Kullandım ve sahibini öldürdüm. Sonuçta, sahibi beni öldürmek için buradaydı ve bana merhamet göstereceğinden şüpheliyim.
-Yine de düşünceli olabilirsiniz.
Kısa Kılıç acı bir sesle konuştu.
Bunu istediğim için yapmıyordum. Kendimi kötü hissettiğim sırada Hae Ack-chun yanıma geldi.

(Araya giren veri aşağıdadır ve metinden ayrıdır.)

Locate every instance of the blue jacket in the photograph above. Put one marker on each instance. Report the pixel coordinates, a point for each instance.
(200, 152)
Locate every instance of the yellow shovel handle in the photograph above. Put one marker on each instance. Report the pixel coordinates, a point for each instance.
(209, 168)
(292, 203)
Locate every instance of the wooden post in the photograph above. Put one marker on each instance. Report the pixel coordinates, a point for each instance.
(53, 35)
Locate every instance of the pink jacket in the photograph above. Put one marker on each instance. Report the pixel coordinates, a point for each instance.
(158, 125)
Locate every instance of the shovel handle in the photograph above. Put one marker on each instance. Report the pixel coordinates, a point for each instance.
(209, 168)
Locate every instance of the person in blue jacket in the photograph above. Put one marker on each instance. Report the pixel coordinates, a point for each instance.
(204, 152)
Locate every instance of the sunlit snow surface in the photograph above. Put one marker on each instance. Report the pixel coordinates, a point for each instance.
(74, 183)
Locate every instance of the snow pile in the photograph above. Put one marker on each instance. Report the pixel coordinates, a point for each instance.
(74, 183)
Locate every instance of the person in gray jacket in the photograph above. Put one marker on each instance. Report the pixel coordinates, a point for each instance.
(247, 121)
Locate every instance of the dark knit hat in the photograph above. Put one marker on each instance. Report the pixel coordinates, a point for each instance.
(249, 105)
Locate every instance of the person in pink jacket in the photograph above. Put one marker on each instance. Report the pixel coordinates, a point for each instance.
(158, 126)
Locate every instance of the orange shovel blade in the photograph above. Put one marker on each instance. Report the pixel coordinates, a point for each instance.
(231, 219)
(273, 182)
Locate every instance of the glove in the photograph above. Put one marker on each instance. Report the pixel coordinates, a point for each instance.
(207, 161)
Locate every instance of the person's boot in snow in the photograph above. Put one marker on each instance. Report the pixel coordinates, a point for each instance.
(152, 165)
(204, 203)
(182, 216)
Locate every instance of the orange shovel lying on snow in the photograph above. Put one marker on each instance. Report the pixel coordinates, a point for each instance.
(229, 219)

“Sana bunu hemen bitirmeni söylemiştim. Ne yapıyorsun?”
Etrafıma baktığımda herkes ölmüş gibi görünüyordu. Hepsi düşündüğümden daha zayıf görünüyordu, bu yüzden onlarla hemen ilgilendim.
“Öldürmekten nasıl çekindiğinizi görünce, daha gidecek çok yolunuz var,”
Ahh. Fenrir Scans
Sanırım kılıçla konuşmak bu şekilde yanlış anlaşıldı.
“Öf!” Fenrir Scans
Küçük bir inleme duydum ve Gu Sang-woong'un birinin üzerine eğildiğini gördüm. Hae Ack-chun dilini şaklattı.
“Tch. Başarısızlık mı?”
Gu Sang-woong başını salladı.
“Dilini ısırdı.”
Söylediklerini duyunca o da kimliklerini öğrenmeye çalıştı ama sonuç başarısız oldu. Hae Ack-chun hayal kırıklığıyla başını salladı.
“Hiçbir şey yapılamaz. Cesetleri saklayıp çalıların arkasına örtelim ve geri dönelim”
“Peki'
Herkesin bu cesetlerden kurtulma zamanı gelmişti. Hae Ack-chun'a dedim ki,
“Bunu anladım.”
“Ne?”
“Bu insanlar Tianjin klanının ve Haeyeon Tarikatı'nın savaşçılarıdır.”
'...!!'
Bunun üzerine Hae Ack-chun da dahil herkes durup şaşkın gözlerle bana baktı.